And all the while she talked of her son, she told us, her mind dwelt on the thought that this room of hers was the one she was going to die in. It closed in on her at night, and she was afraid of suffocation. My father distracted her (and us) by talking about the Stub Alp. He described the stunted pines at the top, the cold autumnal air, the wind along the rocky peak, the rush of Lobming Brook down into the valley.

“I take my son with me more often nowadays,” my father said. “He has to get to know people; that’s going to be essential for him.… I live with my children but I can’t see inside them any more than they can see inside me. The difficulties between parents and children are growing worse all the time. After a while there’ll be no overcoming them, do what one will.”

To this day he had not comprehended his wife’s, my mother’s, death. But then everything was always incomprehensible.

Who would have thought, only five years ago, that he would suddenly be alone with me and my sister.

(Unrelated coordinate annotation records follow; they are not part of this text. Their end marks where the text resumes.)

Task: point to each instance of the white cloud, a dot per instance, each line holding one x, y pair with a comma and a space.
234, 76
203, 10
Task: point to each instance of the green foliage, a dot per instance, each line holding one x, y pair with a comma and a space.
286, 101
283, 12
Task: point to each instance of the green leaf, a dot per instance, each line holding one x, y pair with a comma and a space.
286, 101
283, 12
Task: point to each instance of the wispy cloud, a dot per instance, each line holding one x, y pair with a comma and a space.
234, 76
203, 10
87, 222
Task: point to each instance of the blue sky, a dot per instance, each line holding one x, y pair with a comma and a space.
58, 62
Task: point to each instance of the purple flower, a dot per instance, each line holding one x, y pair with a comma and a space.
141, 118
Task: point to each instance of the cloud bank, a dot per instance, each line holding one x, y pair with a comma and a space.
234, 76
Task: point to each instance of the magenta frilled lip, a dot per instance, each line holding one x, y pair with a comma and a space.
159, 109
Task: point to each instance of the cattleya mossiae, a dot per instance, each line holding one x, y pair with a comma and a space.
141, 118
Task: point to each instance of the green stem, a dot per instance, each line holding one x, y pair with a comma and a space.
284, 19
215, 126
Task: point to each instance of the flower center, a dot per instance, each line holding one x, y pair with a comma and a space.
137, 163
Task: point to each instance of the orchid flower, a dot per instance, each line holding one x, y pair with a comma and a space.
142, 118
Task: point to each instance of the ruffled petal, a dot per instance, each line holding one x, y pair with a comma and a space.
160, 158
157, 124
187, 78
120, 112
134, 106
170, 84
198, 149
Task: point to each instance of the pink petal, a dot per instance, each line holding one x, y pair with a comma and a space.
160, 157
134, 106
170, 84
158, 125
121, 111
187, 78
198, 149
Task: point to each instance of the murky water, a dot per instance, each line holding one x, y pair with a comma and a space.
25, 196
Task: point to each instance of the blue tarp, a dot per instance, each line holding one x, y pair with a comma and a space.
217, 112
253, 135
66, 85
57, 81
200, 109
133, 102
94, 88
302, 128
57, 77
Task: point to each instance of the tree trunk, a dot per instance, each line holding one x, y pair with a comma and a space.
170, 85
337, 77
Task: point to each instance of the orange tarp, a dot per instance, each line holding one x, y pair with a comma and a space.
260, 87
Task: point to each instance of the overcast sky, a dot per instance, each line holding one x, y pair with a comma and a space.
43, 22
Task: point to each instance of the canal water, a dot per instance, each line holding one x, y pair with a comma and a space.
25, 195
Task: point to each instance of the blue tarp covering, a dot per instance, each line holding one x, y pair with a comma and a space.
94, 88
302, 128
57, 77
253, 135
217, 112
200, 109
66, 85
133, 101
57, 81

“A good person whom everything depended on suddenly no longer exists,” he said.

He knew I was doing all right at the Mining Academy in Leoben, he said. He wasn’t worried about me, only about my sister. She was so susceptible to every illness, had such a withdrawn life, left to herself with our housekeeper most of the time. And she was so sensitive that some days she was simply incapable of leaving her room.

My father spoke very affectionately about us. Frau Ebenhöh seemed to be listening attentively to him.

He needs someone to listen to him now and then, I thought. I recalled Bloch.

But he rather imagined my sister and I could lean on each other when he was not around, he said.

My interest in the sciences made him happy, he said. He was disturbed by my taciturnity, not alarmed, because it wasn’t morbid, just something I’d arrived at rationally. He thought my physical health was good.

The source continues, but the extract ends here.